Here $conv(S)$ denotes the hull of S.
Proof: (I didn't show an example I did the proof)
Recall that $conv(S)$ is the intersection of all the sets X such that $S\subset X$.
w.l.o.g we can suppose that all the sets X such that $S\subset X$ are open and also suppose their intersection is finite.
Thus $conv(S)$ can't be closed, is open.
Is my proof correct?
 A: There are a couple problems with your proof.  
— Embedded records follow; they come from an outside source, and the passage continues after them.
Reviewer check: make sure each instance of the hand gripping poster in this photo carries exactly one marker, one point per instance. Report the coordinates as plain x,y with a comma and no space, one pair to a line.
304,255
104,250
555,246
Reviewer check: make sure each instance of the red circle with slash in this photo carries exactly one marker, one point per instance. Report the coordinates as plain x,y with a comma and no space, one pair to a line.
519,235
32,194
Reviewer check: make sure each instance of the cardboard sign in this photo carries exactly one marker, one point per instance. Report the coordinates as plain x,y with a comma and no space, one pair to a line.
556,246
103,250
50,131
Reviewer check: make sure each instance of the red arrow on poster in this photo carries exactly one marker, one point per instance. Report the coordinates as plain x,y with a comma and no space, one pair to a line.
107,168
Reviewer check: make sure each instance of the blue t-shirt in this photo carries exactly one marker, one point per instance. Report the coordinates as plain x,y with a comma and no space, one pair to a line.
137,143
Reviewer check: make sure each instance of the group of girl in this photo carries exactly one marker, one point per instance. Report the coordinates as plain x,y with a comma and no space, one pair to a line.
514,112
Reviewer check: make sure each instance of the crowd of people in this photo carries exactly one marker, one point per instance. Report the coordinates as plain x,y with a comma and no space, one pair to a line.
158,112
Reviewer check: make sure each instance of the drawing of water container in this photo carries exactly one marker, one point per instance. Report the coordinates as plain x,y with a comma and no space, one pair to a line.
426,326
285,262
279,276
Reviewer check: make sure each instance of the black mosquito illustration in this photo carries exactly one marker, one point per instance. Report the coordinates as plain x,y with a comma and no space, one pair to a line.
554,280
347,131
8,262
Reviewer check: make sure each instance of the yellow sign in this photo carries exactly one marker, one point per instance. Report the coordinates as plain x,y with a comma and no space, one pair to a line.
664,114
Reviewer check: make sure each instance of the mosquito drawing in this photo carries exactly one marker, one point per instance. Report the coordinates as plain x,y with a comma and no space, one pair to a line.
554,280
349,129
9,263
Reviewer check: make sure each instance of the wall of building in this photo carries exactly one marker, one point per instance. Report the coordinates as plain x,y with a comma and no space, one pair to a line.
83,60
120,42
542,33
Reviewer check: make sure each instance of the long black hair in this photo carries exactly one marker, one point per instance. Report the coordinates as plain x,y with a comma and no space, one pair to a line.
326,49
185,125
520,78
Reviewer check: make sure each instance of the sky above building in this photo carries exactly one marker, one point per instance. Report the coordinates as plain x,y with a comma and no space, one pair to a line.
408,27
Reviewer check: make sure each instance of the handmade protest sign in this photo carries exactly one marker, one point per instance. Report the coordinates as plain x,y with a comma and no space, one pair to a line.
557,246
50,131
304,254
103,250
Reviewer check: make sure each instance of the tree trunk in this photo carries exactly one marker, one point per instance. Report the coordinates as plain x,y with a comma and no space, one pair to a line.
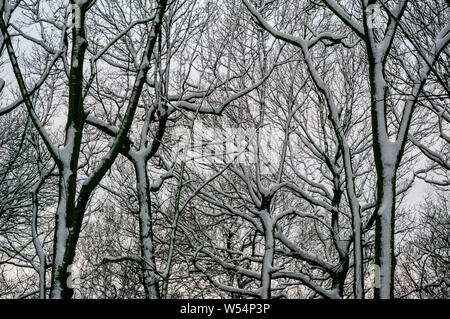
149,276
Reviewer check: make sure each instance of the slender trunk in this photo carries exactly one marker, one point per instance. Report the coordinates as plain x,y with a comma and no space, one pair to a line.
38,246
149,276
269,251
384,236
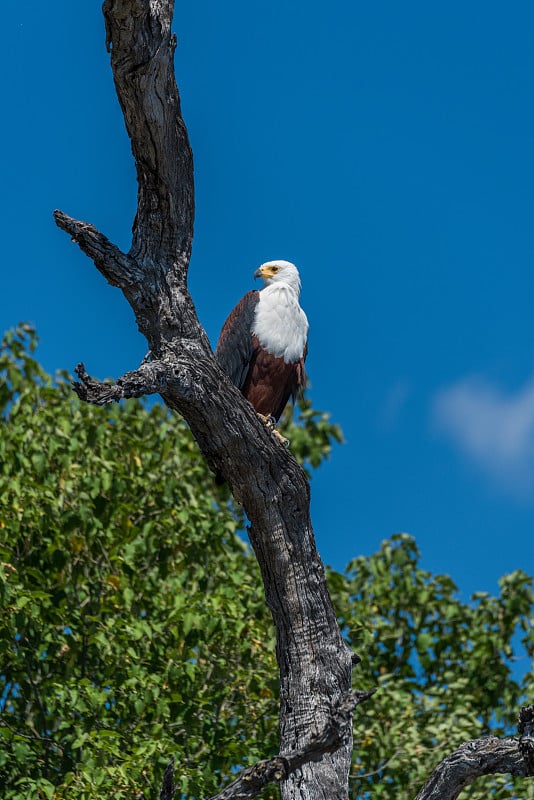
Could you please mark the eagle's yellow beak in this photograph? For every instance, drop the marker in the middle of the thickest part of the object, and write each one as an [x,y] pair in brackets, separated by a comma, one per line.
[266,271]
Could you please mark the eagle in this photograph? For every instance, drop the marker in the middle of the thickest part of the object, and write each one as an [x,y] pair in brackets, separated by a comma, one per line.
[264,342]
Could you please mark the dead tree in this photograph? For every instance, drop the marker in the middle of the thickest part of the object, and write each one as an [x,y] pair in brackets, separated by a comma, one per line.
[315,663]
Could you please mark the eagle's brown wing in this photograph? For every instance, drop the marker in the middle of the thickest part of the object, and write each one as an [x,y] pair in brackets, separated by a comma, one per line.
[235,349]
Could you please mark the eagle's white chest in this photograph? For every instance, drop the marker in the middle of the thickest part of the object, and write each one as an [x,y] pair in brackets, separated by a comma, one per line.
[280,324]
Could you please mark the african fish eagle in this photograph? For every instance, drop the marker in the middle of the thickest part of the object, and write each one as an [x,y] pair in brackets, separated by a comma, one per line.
[263,343]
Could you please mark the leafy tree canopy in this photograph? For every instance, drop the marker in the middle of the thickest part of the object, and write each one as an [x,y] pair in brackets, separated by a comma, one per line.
[133,624]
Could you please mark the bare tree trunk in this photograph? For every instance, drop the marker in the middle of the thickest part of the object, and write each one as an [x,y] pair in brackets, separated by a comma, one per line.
[315,664]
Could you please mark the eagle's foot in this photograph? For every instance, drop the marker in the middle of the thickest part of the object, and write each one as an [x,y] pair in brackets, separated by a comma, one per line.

The biggest one is simply that you have the definition of convex hull wrong.   $\DeclareMathOperator{conv}{conv} \conv{(S)}$ is not simply $\bigcap{\{X:S\subseteq X\}}$; in fact, $$\bigcap{\{X:S\subseteq X\}}=S$$   Instead, $$\conv{(S)}=\bigcap{\{X:S\subseteq X\text{ and }X\text{ is convex}\}}$$  
Another biggie that alden already pointed out is that sets can be both open closed.  Consider $\mathbb{Q}$ as a subset of $\mathbb{R}$: we have $\conv{(\mathbb{Q})}=\mathbb{R}$, which is both open and closed.  This is a common mistake beginning math students make; the mantra I've heard people use to try and teach this is that "sets are not doors."  Hopefully you find that helpful too.  
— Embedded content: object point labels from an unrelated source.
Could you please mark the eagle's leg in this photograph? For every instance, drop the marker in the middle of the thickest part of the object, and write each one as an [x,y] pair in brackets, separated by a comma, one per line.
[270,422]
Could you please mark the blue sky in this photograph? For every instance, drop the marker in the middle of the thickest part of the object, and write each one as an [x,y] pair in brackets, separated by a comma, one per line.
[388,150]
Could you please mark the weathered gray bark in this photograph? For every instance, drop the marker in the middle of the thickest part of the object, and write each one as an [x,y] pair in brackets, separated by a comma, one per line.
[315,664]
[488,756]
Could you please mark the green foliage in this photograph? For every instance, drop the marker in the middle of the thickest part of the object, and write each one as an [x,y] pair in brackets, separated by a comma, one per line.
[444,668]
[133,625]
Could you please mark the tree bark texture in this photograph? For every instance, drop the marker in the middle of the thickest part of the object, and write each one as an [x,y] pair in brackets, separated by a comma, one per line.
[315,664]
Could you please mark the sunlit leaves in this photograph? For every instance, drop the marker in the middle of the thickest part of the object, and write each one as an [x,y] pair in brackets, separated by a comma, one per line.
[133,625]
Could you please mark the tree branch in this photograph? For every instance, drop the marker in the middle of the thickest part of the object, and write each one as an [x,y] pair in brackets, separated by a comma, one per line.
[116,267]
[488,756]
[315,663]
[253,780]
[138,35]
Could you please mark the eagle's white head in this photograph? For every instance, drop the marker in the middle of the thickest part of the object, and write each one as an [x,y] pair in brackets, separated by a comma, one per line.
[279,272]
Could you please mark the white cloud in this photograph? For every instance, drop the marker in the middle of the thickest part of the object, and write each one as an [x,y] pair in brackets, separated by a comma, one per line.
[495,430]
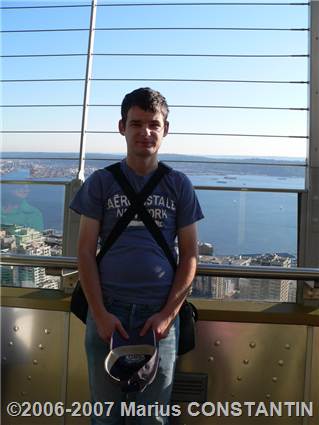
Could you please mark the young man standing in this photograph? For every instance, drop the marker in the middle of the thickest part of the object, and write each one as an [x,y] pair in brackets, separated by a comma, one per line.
[134,285]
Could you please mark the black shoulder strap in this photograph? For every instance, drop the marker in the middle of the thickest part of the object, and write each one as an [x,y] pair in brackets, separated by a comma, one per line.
[138,199]
[137,206]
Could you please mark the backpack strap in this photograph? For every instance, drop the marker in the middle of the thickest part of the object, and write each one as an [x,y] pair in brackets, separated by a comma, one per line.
[137,206]
[137,200]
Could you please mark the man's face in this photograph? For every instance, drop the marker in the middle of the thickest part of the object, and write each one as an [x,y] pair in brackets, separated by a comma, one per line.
[143,131]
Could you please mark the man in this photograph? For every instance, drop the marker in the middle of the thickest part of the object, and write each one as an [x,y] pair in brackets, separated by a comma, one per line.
[135,286]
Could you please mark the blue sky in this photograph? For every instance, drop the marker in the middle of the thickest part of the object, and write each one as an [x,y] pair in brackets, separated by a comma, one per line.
[182,119]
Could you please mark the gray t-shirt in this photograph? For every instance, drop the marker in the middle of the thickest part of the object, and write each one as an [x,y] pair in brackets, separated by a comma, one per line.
[135,269]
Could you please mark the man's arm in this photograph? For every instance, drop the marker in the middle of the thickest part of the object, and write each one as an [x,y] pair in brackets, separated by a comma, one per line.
[90,281]
[186,269]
And finally, I'm troubled by your notion of "proof."  You are correct that, a priori, the sets that contain $S$ and $X$ could be open, and there could be only finitely many of them.  If that is so, then $\conv{(S)}$ would be open, for the reason you illustrate.  If closed sets are not open, anyone trying to prove that $\conv{(S)}$ were closed would need to overcome this obstruction; you very well could have identified a gap in their proof.  
But that doesn't mean that they can't overcome the obstruction; perhaps the gap you identified simply does not occur.  Consider any infinite set $U$ with the indiscrete topology (only $\emptyset$ and $U$ are open).  Then any coinfinite set $S$ has infinitely many supersets in $U$ and exactly one ($U$) is open.  (On the other hand, proof may well be necessary for this question.  Once you find a counterexample $S$ with convex hull $T$, you will need to prove that $\conv{(S)}=T$ and that $T$ is not closed.)  
alden already gave a hint, so I'll direct you to his answer if you're still looking for a counterexample.
A: Take the points of the plane $(0,0)$ and $(n,1/n)$ for $n=1,2,...$. Its convex hull gets arbitrarily close to the all the positive part of the X axis, but it is not going to include any of its points except $(0,0)$.
Your argument is not correct, since the convex hull doesn't have to be open.
For example the convex hull of $\{(0,0)\}$ is itself, which is closed.
Moreover, proving that a set is open doesn't necessarily imply that it is not closed. A set can be simultaneously open and closed.